Clock Wrong After Resume from Suspend


  1. Posts : 16
    Windows 7 Professional x64
       #1

    Clock Wrong After Resume from Suspend


    Dell Latitude
    Windows 7 SP1 x64

    I worked on a couple of Dell Latitude laptops for a client. I forget the exact model, but they are identical hardware to each other and shipped with Windows 7 32-bit. I upgraded them to 8 GB RAM and replaced the hdd with an SSD and did a clean (non-Dell) install of Windows 7 x64. Or more specifically, I did the clean Windows install on a single of these, ran all the updates and drivers, had the client install their software, then cloned one SSD to the other so that both are now running identical hardware and software.

    All is well, except the client has complained that both laptops now have the same problem since I did the work, which is that after resuming from sleep (I disabled hibernate), Windows shows the wrong time.
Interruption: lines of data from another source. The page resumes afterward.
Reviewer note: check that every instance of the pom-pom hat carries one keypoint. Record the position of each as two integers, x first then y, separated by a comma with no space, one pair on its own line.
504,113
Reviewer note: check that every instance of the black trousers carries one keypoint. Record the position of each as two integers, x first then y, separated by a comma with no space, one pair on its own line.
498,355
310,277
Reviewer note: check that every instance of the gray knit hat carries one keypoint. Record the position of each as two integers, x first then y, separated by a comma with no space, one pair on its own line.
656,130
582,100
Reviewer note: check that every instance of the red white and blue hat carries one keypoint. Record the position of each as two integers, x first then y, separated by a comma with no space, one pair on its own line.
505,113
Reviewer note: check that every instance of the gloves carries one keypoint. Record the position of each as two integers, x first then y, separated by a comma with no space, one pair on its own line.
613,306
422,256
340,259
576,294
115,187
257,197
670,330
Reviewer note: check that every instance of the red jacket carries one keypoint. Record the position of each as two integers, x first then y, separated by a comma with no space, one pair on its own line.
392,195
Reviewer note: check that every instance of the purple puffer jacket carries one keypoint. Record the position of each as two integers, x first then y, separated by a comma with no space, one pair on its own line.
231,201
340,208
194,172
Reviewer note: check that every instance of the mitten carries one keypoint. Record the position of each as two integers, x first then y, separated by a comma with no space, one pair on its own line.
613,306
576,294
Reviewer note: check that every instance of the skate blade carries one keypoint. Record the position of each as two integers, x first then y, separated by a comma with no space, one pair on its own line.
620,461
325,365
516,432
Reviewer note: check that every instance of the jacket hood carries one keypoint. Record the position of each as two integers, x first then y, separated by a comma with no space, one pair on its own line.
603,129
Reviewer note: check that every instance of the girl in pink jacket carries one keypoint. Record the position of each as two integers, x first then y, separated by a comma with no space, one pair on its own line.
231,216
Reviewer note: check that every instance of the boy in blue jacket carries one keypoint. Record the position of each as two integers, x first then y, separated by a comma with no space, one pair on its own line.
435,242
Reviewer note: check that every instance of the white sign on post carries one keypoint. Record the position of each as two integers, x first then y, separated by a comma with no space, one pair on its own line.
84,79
It will display the time that the laptop went to sleep, and continue keeping time, having lost the time that passed while asleep.

    I've done some googling on this, and the recommendation is usually to replace the CMOS battery, but I'm not sure that fix would apply here because we are not hibernating the system, only putting it to sleep. Plus, this issue reportedly affects two laptops after a fresh install, where the issue allegedly did not exist right before the upgrade was effected.
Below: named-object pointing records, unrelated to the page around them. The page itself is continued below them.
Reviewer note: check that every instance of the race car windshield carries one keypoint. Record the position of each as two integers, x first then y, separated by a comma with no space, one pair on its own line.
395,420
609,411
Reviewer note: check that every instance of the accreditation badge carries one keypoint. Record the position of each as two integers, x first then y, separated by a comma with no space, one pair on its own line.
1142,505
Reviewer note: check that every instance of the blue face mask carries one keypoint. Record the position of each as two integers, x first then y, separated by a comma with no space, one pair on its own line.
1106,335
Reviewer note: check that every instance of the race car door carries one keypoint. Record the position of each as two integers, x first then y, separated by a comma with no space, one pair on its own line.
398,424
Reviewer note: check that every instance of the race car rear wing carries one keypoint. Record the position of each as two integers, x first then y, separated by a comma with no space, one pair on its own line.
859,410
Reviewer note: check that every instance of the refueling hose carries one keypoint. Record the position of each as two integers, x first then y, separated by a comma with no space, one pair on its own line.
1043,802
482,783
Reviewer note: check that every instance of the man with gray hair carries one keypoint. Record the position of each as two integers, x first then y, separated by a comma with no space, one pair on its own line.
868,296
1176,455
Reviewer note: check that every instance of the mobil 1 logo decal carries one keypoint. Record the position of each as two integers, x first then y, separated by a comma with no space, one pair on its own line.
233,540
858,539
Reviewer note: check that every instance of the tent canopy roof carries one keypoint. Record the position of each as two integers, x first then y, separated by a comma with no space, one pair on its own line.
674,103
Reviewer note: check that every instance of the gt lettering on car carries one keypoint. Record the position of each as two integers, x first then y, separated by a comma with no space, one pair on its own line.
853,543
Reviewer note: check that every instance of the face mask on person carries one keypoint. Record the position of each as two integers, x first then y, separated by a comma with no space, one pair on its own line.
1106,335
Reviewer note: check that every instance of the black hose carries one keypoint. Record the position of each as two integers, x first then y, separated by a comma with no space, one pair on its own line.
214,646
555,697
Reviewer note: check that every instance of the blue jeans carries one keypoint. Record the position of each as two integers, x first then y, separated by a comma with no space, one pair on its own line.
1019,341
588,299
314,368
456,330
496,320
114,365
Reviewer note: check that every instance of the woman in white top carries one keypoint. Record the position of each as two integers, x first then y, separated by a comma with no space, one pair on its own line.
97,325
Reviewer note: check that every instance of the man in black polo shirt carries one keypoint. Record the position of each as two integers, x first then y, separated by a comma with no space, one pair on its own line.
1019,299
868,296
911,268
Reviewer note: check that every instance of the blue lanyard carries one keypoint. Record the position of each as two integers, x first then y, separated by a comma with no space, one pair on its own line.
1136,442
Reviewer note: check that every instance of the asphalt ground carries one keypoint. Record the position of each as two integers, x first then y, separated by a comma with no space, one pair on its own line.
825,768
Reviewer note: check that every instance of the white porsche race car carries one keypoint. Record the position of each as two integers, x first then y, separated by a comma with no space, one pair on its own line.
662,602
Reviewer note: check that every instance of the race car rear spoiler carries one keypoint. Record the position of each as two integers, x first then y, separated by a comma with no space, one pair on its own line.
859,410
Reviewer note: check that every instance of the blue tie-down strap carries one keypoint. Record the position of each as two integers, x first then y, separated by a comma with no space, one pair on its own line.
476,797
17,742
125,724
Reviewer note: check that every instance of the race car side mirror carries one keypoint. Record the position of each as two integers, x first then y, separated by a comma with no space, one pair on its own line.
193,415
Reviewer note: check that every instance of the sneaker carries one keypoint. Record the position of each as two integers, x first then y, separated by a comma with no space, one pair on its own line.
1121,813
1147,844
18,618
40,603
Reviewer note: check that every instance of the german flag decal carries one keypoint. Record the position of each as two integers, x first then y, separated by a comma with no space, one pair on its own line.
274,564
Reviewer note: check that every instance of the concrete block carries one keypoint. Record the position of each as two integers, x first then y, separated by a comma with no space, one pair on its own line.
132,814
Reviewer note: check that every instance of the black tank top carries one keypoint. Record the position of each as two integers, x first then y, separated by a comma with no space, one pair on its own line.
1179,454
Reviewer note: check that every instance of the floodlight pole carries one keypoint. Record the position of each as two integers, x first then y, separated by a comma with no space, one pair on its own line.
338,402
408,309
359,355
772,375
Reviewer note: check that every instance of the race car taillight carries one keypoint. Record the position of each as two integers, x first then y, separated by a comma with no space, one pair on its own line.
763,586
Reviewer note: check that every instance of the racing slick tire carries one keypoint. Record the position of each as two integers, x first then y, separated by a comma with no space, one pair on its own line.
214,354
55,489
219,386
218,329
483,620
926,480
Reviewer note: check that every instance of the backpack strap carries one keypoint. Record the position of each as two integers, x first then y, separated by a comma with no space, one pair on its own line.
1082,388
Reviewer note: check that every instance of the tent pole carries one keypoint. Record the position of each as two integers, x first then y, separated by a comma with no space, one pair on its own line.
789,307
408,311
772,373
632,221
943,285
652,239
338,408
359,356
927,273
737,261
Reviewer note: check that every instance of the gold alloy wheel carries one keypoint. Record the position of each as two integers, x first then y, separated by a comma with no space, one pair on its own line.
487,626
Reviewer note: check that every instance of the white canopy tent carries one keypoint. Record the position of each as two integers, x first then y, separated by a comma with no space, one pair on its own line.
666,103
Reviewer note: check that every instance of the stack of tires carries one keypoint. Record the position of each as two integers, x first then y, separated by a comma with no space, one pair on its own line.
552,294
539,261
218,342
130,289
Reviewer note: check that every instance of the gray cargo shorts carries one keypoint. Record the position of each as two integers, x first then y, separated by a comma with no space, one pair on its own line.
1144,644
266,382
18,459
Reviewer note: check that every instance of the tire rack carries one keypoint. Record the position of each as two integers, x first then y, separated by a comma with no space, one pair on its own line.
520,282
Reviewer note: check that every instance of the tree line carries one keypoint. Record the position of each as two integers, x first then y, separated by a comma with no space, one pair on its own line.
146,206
    If we force an ntp update, then the time gets corrected, but I've never had to do this on another system. Should not Windows refer to either the hardware clock or internet time shortly after resuming from sleep?
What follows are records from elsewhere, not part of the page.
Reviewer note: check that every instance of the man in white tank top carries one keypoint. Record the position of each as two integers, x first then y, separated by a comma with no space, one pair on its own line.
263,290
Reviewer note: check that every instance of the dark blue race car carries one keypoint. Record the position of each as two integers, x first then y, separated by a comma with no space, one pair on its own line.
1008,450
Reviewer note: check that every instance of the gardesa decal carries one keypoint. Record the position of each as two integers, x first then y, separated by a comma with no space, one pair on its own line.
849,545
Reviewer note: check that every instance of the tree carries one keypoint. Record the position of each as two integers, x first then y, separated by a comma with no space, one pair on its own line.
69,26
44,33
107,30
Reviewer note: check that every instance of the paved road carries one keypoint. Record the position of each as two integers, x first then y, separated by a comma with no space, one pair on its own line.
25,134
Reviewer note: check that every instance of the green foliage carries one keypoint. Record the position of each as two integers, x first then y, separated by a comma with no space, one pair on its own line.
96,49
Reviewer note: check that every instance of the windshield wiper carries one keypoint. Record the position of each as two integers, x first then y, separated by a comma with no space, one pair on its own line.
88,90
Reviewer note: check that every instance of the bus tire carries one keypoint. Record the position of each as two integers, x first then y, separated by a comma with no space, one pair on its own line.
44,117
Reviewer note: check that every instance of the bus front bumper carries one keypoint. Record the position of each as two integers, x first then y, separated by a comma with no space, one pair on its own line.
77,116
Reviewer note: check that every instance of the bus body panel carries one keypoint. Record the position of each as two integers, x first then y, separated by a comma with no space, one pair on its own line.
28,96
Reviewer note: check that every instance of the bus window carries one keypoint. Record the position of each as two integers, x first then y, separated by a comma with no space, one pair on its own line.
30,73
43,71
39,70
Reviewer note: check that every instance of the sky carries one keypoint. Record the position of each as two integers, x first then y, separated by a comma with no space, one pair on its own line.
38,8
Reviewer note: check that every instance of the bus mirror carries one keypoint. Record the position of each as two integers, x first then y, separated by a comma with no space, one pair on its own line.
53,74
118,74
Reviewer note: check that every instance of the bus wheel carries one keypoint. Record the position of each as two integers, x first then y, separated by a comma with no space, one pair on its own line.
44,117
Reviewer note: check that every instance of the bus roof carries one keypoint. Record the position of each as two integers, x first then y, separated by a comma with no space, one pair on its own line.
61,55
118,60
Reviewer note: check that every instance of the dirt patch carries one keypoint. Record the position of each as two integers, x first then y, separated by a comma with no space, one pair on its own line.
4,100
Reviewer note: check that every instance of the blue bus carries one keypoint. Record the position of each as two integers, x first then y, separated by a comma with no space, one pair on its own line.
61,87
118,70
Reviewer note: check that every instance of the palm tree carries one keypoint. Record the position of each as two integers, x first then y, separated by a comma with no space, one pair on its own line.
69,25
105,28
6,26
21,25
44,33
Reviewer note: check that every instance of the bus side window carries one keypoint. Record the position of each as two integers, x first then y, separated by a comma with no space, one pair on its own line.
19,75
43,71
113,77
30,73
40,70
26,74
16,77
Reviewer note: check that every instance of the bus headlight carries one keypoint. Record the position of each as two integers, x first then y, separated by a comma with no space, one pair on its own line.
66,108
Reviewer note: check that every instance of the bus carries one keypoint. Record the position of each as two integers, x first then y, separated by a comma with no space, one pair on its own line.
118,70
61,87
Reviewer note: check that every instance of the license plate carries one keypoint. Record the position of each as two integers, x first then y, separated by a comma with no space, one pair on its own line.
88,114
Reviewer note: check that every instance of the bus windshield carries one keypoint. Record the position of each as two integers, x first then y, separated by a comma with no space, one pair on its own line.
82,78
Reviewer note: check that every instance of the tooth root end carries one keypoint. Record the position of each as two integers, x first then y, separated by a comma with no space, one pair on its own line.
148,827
    What is the recommended action here? I read of a registry entry in Vista that will force ntp updates at a prescribed interval, but I would prefer to find the root of the problem.
      My Computer


  2. Posts : 1,363
    Win7 pro x64
       #2

    did a quick search and someone solved this on their system by updating drivers.
      My Computer


  3. Posts : 7,351
    Windows 7 HP 64
       #3

    The clock you see is a reading from the hardware clock that never stops, even when computer is off. If it's frozen after a wake up, it's a software issue.
    On a CMD window, run sfc /scannow.